Equally as amazing as the Amerrique theory, the little-known theory that "America" derives from the name of a Bristol-based Welshman, Richard Ameryk, emerged early in the 20th century. It constitutes an incredible Anglicization of the New World — and would, for obvious reasons, infuriate Carew. The theory was developed by Alfred E. Hudd, a member of the Clifton Antiquarian Club, which in 1910 published his work in its proceedings; the paper, "Richard Ameryk and the Name America," had been read to the group two years before. Hudd opens with a reference to Bristol's 1897 celebration of the 400th anniversary of the discovery of North America by John Cabot (Giovanni Caboto), the Italian navigator and explorer who had sailed for England, laying the groundwork for the later British claim to Canada. For his achievement Cabot received a handsome pension conferred upon him by the King, from the hands of the Collectors of Customs of the Port of Bristol. One of these officials, the senior of the two, who was probably the person who handed over the money to the explorer, was named Richard Ameryk (also written Ap Meryke [Welsh] on one deed, and elsewhere written Amerycke) who seems to have been a leading citizen of Bristol at the time. Hudd claims that the name given to the newly found land by the discoverer was "Amerika," in honor of the official from whom he received his pension.
On his return to England the flamboyant Cabot, who dressed in silk, was celebrated as "the Great Admiral." He had a reputation for his extravagance. He purportedly gave one of the islands he explored to a friend, another to his barber, and also promised some Italian friars that they could be bishops. Hudd reasons that if Cabot were so free with his gifts to his poorer friends, it is easy to understand his wish to show gratitude to the King's official, and that he may well have done so by conferring his name on "the new Isle" which, it was thought, lay off the coast of China — Cabot never realized that he had found a continent.
To back his claim that the name America was known in Bristol in the years just before 1500, and well before Waldseemüller's map, Hudd presents the often quoted words of a lost manuscript, one of the "Calendars" in which local events were recorded: "This year [1497], on St. John the Baptist's day [June 24th], the land of America was found by the merchants of Bristowe, in a ship of Bristowe called the 'Mathew,' the which said ship departed from the port Bristowe the 2nd of May and came home again the 6th August following." If Hudd's suggestion is correct, the original manuscript documents the fact that the newly discovered land was already called America in Bristol before that name became known in Europe.

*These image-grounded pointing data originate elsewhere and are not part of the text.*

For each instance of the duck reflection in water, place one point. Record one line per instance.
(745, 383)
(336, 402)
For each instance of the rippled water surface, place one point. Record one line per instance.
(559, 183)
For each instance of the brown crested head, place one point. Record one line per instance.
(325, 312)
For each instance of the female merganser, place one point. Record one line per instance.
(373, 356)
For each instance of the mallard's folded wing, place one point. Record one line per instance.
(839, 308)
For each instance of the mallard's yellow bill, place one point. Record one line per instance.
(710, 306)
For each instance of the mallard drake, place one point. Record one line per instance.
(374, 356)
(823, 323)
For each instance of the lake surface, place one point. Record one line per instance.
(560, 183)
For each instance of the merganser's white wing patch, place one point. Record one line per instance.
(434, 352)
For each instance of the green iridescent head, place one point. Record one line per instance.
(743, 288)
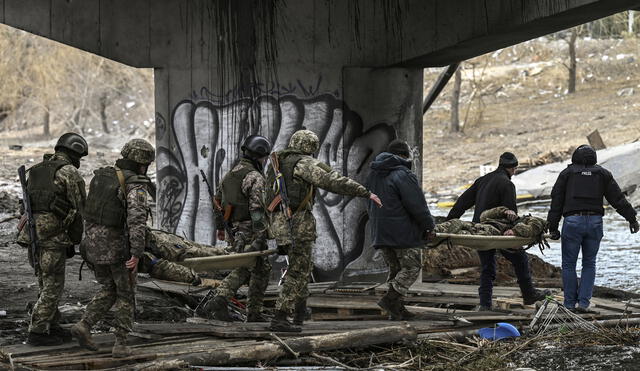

"Amerika," Hudd says, "seems much more like the name of the Bristol Customs official, than that of the Italian [Amerigo] … and having been invented in Bristol, by Cabot, and having been the only name for 'the new island' for more than ten years after its discovery, the resemblance of the name to that of Vespucci struck [the authors of the Cosmosgraphiae Introductio] … (to whom the English 'Richard Ameryk' was quite unknown), and thus through an error of his editor, to Vespucci was transferred the honour that the discoverer of North America, John Cabot, had intended to confer on the Bristolian 'Ameryk.'" Hudd fears that his main evidence, the original manuscript of Bristol's calendar, was lost in a fire and acknowledges that this important piece of the puzzle is missing. However, even if the name America were known in Bristol in 1497, Hudd has taken a majestic leap to suggest Ameryk's name as its origin. No proof exists to substantiate his claim that Cabot actually honored the Welshman by naming America after him. But if the name were indeed known in Bristol then, how was that possible?